Turkey's plan to strike Afrin
Turkish Army tanks drive to the Syrian Turkish border town of Jarablus as part of counterterror operations against Daesh and PKK-affiliated terrorist groups, Aug. 25, 2016.

Turkey is committed to stability, de-escalation and confidence building in Idlib, at the same time, it has absolutely no intention of tolerating the presence of terrorist groups there



Statements by Brett McGurk, the U.S. president's special envoy for the Global Coalition to Counter Daesh, regarding the al-Qaida presence in Idlib rung alarm bells in the Turkish capital Ankara. Last week, I had written that the United States could interfere in Idlib under the pretext of fighting terrorism, which Turkish policymakers saw as an effort to dispatch Peoples' Protection Units (YPG) militants to the area.

Shortly after McGurk's controversial statement, strong signals started to emanate from Ankara about a potential military operation against terrorist groups in northern Syria. The first sign came when President Recep Tayyip Erdoğan told the media that, "We are determined to expand [the reach of] the dagger that we stuck in the heart of the terrorist establishment project in Syria by carrying out Operation Euphrates Shield." Over the following days, government officials at various levels issued similar statements, which were followed by Turkish drones flying recon missions over the Democratic Union Party (PYD)-controlled area of Afrin. Some experts saw this development as a low-profile first step taken as part of preparations for a military operation. At the same time, the Turkish military had been shelling terrorist targets near the border in Afrin to lay the groundwork for the imminent operation. (Similar steps had been taken ahead of Operation Euphrates Shield on the Jarablus-Azaz-al-Bab line.)

Meanwhile, the strongest sign of Turkey's next operation was the notable increase in military and diplomatic traffic in the Turkish capital. Last week, Iran's top general, Muhammad Bakiri visited Ankara to meet with his Turkish counterpart Gen. Hulusi Akar to discuss the fight against all terrorist group that place regional security at risk, cooperate more closely on border security and potential steps to promote regional security and stability. In the meeting, the two sides reached an agreement on joint steps against the PKK, including intelligence sharing.

At the same time, Bakiri's visit was important since he became the first Iranian chairman of the joint chiefs to visit Turkey in four decades. It is no secret that Turkey and Iran are opposed to the independence referendum of the Kurdistan Regional Government (KRG). Although Bakiri's statements to the Iranian media stressed the situation in northern Iraq, the top item on the meeting agenda was northern Syria.As a matter of fact, news of the Russian chairman of the joint chiefs planning a visit to Turkey hit the wires as Gen. Bakiri departed Ankara. It is clear that Moscow is far more interested in the situation in northern Syria than Irbil's push for independence.
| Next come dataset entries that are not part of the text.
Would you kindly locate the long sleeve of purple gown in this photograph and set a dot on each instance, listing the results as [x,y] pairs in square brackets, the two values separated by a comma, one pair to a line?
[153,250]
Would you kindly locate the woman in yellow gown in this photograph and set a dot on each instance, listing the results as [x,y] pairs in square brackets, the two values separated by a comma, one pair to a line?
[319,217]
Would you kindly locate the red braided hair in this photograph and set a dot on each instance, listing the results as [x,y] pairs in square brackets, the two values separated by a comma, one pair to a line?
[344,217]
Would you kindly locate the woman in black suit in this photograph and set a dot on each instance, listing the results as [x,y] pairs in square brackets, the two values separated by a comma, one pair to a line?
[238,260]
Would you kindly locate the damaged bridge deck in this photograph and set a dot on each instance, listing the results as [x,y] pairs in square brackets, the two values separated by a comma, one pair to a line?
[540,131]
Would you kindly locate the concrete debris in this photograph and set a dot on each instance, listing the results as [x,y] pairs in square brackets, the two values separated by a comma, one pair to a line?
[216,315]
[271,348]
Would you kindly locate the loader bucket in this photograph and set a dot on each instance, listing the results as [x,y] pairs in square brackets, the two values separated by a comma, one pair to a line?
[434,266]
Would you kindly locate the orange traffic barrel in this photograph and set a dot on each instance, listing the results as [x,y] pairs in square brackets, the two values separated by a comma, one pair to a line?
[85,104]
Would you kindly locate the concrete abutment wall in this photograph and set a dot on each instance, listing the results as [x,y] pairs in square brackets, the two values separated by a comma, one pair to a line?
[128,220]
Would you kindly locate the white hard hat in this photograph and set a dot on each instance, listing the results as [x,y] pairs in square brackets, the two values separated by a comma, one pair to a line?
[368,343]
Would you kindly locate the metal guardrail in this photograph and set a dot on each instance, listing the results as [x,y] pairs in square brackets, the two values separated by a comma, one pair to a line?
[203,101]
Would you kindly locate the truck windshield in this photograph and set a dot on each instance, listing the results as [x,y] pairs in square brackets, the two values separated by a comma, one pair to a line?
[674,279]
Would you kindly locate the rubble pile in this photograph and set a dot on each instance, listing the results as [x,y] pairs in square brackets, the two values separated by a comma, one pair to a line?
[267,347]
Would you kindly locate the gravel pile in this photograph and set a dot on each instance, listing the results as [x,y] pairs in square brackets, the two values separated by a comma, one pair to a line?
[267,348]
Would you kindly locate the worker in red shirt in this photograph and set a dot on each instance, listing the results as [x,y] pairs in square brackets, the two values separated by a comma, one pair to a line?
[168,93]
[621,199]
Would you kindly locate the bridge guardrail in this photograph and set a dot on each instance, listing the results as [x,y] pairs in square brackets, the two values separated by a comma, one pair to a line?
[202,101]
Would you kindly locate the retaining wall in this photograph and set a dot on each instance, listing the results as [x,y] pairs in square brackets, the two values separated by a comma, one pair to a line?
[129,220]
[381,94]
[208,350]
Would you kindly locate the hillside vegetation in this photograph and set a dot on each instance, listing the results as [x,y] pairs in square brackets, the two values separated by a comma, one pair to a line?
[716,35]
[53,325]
As such, it should be pretty clear that this level of traffic must be related to northern Syria.

Finally, Presidential Spokesman İbrahim Kalın announced that U.S. Defense Secretary James Mattis was going to travel to Ankara later this week, which means that the military leaders of all major players in Syria will have been hosted by the Turks.

The question, of course, is why. If the above-mentioned signs hint at a new Turkish military engagement in northern Syria, the diplomatic traffic would be primarily about sharing information with the visitors about Turkey's plans.

Now there is another important question that needs to be answered. The scope of Turkey's potential (and imminent) operation against the PKK, Daesh or al-Qaida remains unclear. In June, Kalın had noted that Turkey, Russia and Iran had had reached an agreement as part of the Astana process to set up de-escalation zones in Syria. Accordingly, Turkey and Russia were going to assume control of Idlib. Since then, not only have no steps been taken regarding that plan. But armed groups with links to al-Qaida have taken over the area. For some time, many experts believed that the Turkish military was going to interfere in Idlib to promote security and order in the area and engage YPG positions in Afrin to secure the perimeter. In other words, Turkey's priority was Idlib, whereas Afrin merely represented the second stage of the proposed operation.

Could it be possible that Turkey revised its plans when the balance of power in Idlib changed? The answer is no. According to senior Turkish officials, Ankara is committed to stability, de-escalation and confidence building in Idlib. At the same time, my sources note, the Turks have absolutely no intention of tolerating the presence of terrorist groups in Idlib and Afrin.